Despite the U.S. pressure, Pakistan has made clear it  won’t accept such a transit agreement, The Nation newspaper reported late last month, describing it as a  step to restore “some semblance of sovereignty”. Pakistani businessmen are also opposed to granting such rights to India, believing Indian goods will flood the Afghan market and eat into their share, the News said.

But can America be stopped ? As columnist Trudy Tubin points out, the Obama administration regards agriculture as its top non-security priority in Afghanistan. “Restoring the country’s once-vibrant agricultural sector would create jobs that undercut Taliban recruitment.
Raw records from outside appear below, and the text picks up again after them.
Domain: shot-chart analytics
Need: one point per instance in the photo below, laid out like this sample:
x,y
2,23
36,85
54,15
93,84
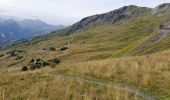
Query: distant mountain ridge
x,y
13,28
117,15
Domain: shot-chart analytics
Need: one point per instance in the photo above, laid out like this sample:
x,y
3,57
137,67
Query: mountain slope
x,y
13,29
133,52
112,17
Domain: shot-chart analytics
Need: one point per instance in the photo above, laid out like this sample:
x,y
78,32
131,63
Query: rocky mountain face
x,y
161,9
112,17
117,15
12,29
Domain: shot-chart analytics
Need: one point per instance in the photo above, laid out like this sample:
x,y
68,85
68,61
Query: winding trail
x,y
136,92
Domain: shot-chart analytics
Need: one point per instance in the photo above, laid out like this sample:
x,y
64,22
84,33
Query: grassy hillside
x,y
131,53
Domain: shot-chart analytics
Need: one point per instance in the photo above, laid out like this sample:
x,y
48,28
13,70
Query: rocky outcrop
x,y
161,9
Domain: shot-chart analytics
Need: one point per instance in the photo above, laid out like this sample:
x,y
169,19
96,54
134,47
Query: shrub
x,y
55,61
24,68
52,65
1,55
37,63
46,63
18,57
52,49
63,48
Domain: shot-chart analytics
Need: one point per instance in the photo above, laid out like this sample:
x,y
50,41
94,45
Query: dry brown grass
x,y
32,86
149,72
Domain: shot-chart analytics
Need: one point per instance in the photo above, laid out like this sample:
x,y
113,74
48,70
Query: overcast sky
x,y
66,12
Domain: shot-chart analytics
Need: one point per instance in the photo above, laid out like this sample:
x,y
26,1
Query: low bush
x,y
24,68
18,57
55,61
1,55
63,48
52,49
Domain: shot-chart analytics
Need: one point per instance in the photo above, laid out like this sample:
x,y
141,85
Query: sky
x,y
66,12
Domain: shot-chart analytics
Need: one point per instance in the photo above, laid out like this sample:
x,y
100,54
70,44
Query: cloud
x,y
67,11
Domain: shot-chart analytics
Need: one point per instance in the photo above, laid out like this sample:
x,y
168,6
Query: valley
x,y
121,58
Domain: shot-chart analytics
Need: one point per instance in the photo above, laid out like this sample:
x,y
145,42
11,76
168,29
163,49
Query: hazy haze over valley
x,y
66,12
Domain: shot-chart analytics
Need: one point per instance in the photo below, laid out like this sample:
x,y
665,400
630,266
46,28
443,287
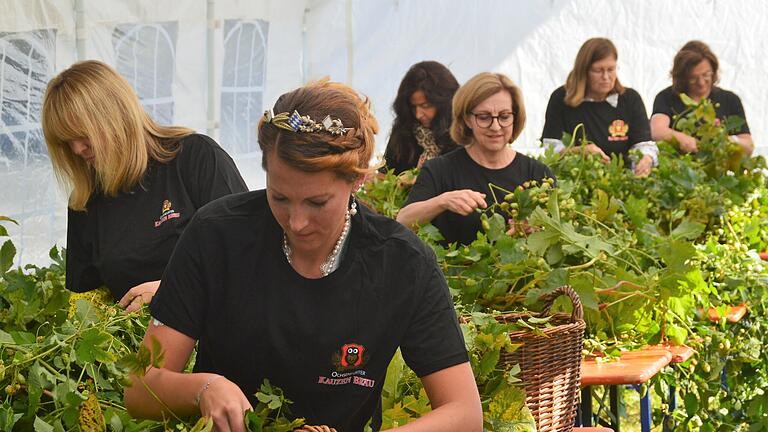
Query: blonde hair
x,y
347,155
593,50
479,88
90,100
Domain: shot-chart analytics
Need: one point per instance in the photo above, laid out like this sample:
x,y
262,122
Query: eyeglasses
x,y
600,72
706,76
485,120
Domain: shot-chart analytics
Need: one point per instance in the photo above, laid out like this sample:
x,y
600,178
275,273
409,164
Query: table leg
x,y
615,395
668,426
585,414
645,411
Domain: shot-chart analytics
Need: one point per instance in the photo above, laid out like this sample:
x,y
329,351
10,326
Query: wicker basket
x,y
550,365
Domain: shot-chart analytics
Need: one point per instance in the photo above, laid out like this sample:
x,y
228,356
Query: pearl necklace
x,y
329,264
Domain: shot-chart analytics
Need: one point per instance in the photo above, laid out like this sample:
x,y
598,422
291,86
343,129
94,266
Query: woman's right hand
x,y
687,144
225,403
594,149
463,201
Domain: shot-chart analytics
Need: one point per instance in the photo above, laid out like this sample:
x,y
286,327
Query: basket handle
x,y
566,290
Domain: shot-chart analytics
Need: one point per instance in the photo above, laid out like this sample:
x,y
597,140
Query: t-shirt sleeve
x,y
554,120
433,339
426,185
82,275
181,298
211,171
662,104
738,110
639,127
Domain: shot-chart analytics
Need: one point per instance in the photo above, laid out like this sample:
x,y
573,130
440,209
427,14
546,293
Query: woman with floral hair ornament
x,y
301,285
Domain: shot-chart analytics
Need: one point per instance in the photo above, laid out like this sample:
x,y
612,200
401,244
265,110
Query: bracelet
x,y
205,387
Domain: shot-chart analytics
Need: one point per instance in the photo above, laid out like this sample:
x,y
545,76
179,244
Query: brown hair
x,y
689,56
479,88
593,50
347,155
90,100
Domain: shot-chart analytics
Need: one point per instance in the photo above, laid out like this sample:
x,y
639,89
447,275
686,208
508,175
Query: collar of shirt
x,y
612,99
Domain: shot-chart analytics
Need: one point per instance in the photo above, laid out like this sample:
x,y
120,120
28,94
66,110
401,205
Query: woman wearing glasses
x,y
422,117
695,73
488,114
613,116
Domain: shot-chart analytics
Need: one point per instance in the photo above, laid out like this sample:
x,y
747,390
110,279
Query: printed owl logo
x,y
618,128
350,356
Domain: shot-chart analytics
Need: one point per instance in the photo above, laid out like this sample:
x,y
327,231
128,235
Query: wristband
x,y
205,387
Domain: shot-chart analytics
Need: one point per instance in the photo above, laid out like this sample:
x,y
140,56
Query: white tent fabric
x,y
215,65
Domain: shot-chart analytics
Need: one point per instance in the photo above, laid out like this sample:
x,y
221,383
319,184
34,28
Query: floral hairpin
x,y
299,123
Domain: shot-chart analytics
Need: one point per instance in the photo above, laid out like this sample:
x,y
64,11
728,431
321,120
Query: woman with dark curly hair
x,y
695,73
422,117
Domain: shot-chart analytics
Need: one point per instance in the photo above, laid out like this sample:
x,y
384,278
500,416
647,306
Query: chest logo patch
x,y
618,131
167,213
348,363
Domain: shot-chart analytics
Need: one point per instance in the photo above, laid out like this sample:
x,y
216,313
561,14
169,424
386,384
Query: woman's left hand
x,y
139,295
643,168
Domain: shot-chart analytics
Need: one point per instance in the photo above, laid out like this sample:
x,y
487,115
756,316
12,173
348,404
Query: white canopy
x,y
215,65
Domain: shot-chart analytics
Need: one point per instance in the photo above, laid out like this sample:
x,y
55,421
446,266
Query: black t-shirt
x,y
614,130
403,163
127,240
457,170
668,102
326,342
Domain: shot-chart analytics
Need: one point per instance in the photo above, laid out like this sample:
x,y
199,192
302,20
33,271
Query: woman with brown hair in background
x,y
488,115
613,116
422,110
695,72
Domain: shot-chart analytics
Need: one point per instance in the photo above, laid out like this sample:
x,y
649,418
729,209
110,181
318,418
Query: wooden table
x,y
579,429
633,368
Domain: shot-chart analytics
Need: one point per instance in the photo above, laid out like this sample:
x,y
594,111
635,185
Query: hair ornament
x,y
299,123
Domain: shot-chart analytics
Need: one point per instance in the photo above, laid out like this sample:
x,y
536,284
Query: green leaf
x,y
691,403
540,241
677,334
7,252
497,226
42,426
688,230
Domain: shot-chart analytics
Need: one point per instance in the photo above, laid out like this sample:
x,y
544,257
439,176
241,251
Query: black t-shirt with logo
x,y
456,171
728,103
127,240
326,342
614,129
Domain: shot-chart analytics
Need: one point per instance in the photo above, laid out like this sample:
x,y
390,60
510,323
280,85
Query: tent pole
x,y
211,126
80,34
350,46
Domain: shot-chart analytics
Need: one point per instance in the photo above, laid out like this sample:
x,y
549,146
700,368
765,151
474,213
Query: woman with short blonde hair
x,y
133,185
488,114
613,116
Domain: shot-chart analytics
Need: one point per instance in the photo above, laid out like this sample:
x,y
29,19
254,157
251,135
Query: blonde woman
x,y
614,116
134,185
488,114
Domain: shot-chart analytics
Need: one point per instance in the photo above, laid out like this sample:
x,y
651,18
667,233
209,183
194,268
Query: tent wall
x,y
535,44
214,65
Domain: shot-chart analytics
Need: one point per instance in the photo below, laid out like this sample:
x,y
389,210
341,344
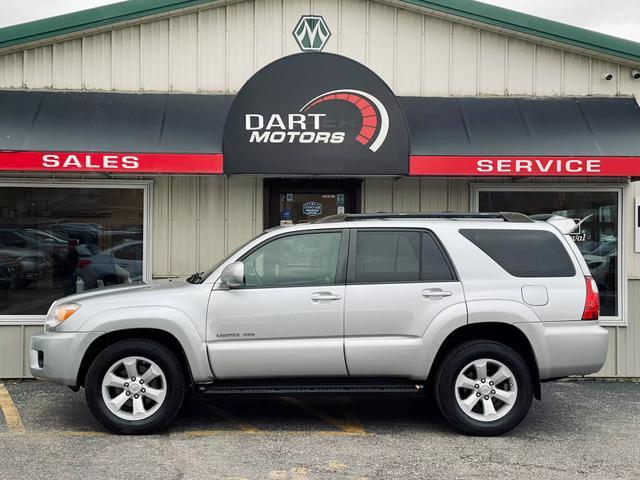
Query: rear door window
x,y
388,256
523,253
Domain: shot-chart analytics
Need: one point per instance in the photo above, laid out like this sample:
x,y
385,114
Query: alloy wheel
x,y
134,388
486,389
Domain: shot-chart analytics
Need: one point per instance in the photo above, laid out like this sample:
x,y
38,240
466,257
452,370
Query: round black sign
x,y
316,114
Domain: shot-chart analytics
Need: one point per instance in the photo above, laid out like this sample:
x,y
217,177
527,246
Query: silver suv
x,y
474,309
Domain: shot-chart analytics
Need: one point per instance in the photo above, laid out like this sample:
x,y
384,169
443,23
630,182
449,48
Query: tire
x,y
157,400
476,418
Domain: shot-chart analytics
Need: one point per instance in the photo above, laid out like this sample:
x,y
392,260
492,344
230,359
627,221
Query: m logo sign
x,y
311,33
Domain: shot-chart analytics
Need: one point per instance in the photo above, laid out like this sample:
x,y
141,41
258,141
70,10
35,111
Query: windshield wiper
x,y
195,278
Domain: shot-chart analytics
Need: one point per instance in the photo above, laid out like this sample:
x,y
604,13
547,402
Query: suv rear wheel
x,y
135,386
483,388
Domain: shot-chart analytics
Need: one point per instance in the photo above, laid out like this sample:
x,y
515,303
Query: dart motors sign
x,y
316,114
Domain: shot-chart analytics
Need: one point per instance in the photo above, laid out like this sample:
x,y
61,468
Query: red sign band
x,y
136,163
525,166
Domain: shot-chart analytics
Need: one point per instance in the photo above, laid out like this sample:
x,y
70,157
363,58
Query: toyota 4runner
x,y
474,309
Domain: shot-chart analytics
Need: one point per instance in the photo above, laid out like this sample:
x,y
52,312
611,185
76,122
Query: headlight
x,y
60,314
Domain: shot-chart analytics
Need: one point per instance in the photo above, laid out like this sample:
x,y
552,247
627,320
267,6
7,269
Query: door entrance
x,y
290,202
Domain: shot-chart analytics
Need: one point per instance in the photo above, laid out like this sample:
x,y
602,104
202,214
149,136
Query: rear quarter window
x,y
523,253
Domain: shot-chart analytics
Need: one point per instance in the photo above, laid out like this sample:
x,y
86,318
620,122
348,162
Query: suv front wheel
x,y
483,388
135,386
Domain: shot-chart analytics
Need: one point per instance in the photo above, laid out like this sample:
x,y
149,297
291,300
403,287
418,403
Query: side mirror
x,y
233,275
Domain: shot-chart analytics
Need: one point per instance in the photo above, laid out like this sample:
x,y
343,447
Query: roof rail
x,y
504,216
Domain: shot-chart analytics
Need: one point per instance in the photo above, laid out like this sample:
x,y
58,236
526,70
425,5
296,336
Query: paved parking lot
x,y
582,429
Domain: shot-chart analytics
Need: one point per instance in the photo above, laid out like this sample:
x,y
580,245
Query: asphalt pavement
x,y
581,429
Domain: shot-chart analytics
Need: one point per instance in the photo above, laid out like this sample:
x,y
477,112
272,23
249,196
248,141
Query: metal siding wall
x,y
183,59
125,54
240,46
212,50
521,65
154,56
217,48
464,60
38,67
11,70
409,55
577,74
548,71
269,28
354,26
330,11
67,64
493,49
436,80
381,41
96,62
415,195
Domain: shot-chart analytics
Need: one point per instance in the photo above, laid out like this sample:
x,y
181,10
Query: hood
x,y
118,291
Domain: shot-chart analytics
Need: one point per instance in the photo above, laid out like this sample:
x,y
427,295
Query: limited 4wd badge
x,y
312,209
316,113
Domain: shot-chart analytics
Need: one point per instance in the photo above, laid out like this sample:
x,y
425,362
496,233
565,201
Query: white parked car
x,y
475,309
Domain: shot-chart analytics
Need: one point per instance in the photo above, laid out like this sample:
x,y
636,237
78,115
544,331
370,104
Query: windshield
x,y
201,277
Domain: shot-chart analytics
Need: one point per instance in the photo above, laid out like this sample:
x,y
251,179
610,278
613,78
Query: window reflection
x,y
59,241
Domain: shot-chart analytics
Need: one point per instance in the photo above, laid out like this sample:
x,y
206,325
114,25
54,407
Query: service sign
x,y
316,114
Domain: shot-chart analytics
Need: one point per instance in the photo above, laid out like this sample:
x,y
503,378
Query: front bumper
x,y
57,356
567,348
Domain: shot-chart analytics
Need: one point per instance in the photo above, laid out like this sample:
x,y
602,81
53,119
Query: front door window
x,y
295,260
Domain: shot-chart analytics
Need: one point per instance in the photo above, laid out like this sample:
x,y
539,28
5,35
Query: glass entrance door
x,y
292,202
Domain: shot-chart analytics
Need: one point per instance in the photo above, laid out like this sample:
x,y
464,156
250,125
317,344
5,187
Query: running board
x,y
283,387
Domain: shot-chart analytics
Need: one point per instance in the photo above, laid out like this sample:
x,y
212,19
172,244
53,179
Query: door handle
x,y
435,293
318,296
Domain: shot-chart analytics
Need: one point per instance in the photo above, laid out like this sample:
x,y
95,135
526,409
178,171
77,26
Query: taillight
x,y
592,302
84,262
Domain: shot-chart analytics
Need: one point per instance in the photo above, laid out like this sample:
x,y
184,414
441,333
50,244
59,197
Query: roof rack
x,y
504,216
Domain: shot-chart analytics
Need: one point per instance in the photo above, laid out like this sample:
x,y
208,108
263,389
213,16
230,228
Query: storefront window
x,y
596,237
60,241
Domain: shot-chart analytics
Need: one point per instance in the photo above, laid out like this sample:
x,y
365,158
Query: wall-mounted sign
x,y
312,33
316,114
312,209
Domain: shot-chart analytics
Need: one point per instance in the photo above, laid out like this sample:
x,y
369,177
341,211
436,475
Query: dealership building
x,y
145,140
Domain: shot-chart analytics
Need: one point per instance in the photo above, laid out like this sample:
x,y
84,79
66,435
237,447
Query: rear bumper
x,y
567,348
57,356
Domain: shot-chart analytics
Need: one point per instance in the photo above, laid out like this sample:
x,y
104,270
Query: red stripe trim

It would give farmers an alternative to growing opium poppies and shrink the Taliban’s profit from the drug trade.”

 

Comments

As long as Pakistan remains stuck in a zero sum mindset, where any advantage to India to seen as a setback to Pakistan, there will not be agreement between the two countries on Afghanistan.

Posted by Mekeritrig | Report as abusive
 

Pakistan’s concerns are real. Even if we allow trucks to go through Pakistan to India, I wonder how many of them will be allowed through at their check points. There will always be a fear of bombs placed inside the fruit bags.

If China begins to increase its activities inside Sri Lanka, Bangladesh and Burma I am sure Indians will be as concerned as we Pakistanis are about India’s encirclement.

 

I thought Afghan produce was allowed to pass through Pakistan to Indian, but Pakistan will not allow Indian goods to pass through to Afghanistan.

Posted by bulletfish | Report as abusive
 

Pakistani businessmen are also opposed to granting such rights to India, believing Indian goods will flood the Afghan market and eat into their share, the News said.

Huh? Pakistan had control over Afghanistan during the 1990s with their support for the Taliban regime in Kabul. Did Pakistani busnessmen make any money during this time.

If India is the best market for Afghan goods, then the Afghan people can (and will) sell them to India. If Pakistan can offer a better price let then make a bid.

Posted by bulletfish | Report as abusive
 

It would be far better for Afghanistan to export air freight its pomegranates,grapes and mellons directly to the European markets,instead of shipping it to India. The Pakistan Govt. should assist Afghanistan in this venture. India is already exporting its pomegranates and grapes to Europe. We in Europe do not need a middle man between the exporter and the importer.

Posted by rex minor | Report as abusive
 

A very limited amount of Afghan goods is allowed to go through Wagah into India, but what the Americans and Afghans are pushing for is a substantial step-up in such a movement of goods.